Synopses & Reviews
This “powerful and disturbing history” exposes how American governments deliberately imposed racial segregation on metropolitan areas nationwide (New York Times Book Review).
Widely heralded as a “masterful” (Washington Post) and “essential” (Slate) history of the modern American metropolis, Richard Rothstein’s The Color of Law offers “the most forceful argument ever published on how federal, state, and local governments gave rise to and reinforced neighborhood segregation” (William Julius Wilson). Exploding the myth of de facto segregation arising from private prejudice or the unintended consequences of economic forces, Rothstein describes how the American government systematically imposed residential segregation: with undisguised racial zoning; public housing that purposefully segregated previously mixed communities; subsidies for builders to create whites-only suburbs; tax exemptions for institutions that enforced segregation; and support for violent resistance to African Americans in white neighborhoods.

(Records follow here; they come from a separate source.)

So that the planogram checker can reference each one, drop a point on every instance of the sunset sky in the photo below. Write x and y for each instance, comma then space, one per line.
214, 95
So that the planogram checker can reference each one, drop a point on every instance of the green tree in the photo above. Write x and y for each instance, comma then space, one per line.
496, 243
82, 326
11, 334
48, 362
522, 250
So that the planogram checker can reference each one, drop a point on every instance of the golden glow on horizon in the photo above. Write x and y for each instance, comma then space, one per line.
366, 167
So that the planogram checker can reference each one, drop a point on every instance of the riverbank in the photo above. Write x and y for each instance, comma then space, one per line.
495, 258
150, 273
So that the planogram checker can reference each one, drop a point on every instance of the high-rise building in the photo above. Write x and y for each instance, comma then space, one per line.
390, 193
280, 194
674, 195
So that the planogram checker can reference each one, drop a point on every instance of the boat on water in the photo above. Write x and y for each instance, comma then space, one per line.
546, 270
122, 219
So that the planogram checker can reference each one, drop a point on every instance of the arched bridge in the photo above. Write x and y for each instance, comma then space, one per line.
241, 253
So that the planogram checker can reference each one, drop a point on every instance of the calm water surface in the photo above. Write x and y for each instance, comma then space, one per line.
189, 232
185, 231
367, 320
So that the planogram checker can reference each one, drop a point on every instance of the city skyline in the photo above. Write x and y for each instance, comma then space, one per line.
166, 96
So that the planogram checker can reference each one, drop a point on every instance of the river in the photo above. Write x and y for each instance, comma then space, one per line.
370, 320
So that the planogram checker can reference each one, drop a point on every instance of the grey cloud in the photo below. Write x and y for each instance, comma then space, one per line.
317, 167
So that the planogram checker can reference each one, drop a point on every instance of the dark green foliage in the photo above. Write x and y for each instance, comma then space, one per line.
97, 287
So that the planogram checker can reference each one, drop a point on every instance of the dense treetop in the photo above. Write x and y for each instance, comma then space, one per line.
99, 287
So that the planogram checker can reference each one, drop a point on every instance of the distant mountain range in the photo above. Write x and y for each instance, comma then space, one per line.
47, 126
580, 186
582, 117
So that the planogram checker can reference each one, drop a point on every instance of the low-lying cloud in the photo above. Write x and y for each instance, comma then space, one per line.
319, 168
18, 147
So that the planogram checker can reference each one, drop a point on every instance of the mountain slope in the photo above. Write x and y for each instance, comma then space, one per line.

A groundbreaking, “virtually indispensable” study that has already transformed our understanding of twentieth-century urban history (Chicago Daily Observer), The Color of Law forces us to face the obligation to remedy our unconstitutional past.
Review
"Rothstein's comprehensive and engrossing book reveals just how the U.S. arrived at the 'systematic racial segregation we find in metropolitan areas today, ' focusing in particular on the role of government." -Publishers Weekly (starred review)
"Masterful....The Rothstein book gathers meticulous research showing how governments at all levels long employed racially discriminatory policies to deny blacks the opportunity to live in neighborhoods with jobs, good schools and upward mobility." -Jared Bernstein, Washington Post
"Essential....Rothstein persuasively debunks many contemporary myths about racial discrimination." -Rachel M. Cohen, Slate
About the Author
Richard Rothstein is a research associate of the Economic Policy Institute and a Fellow at the Thurgood Marshall Institute of the NAACP Legal Defense Fund. He lives in California, where he is a Fellow of the Haas Institute at the University of California–Berkeley.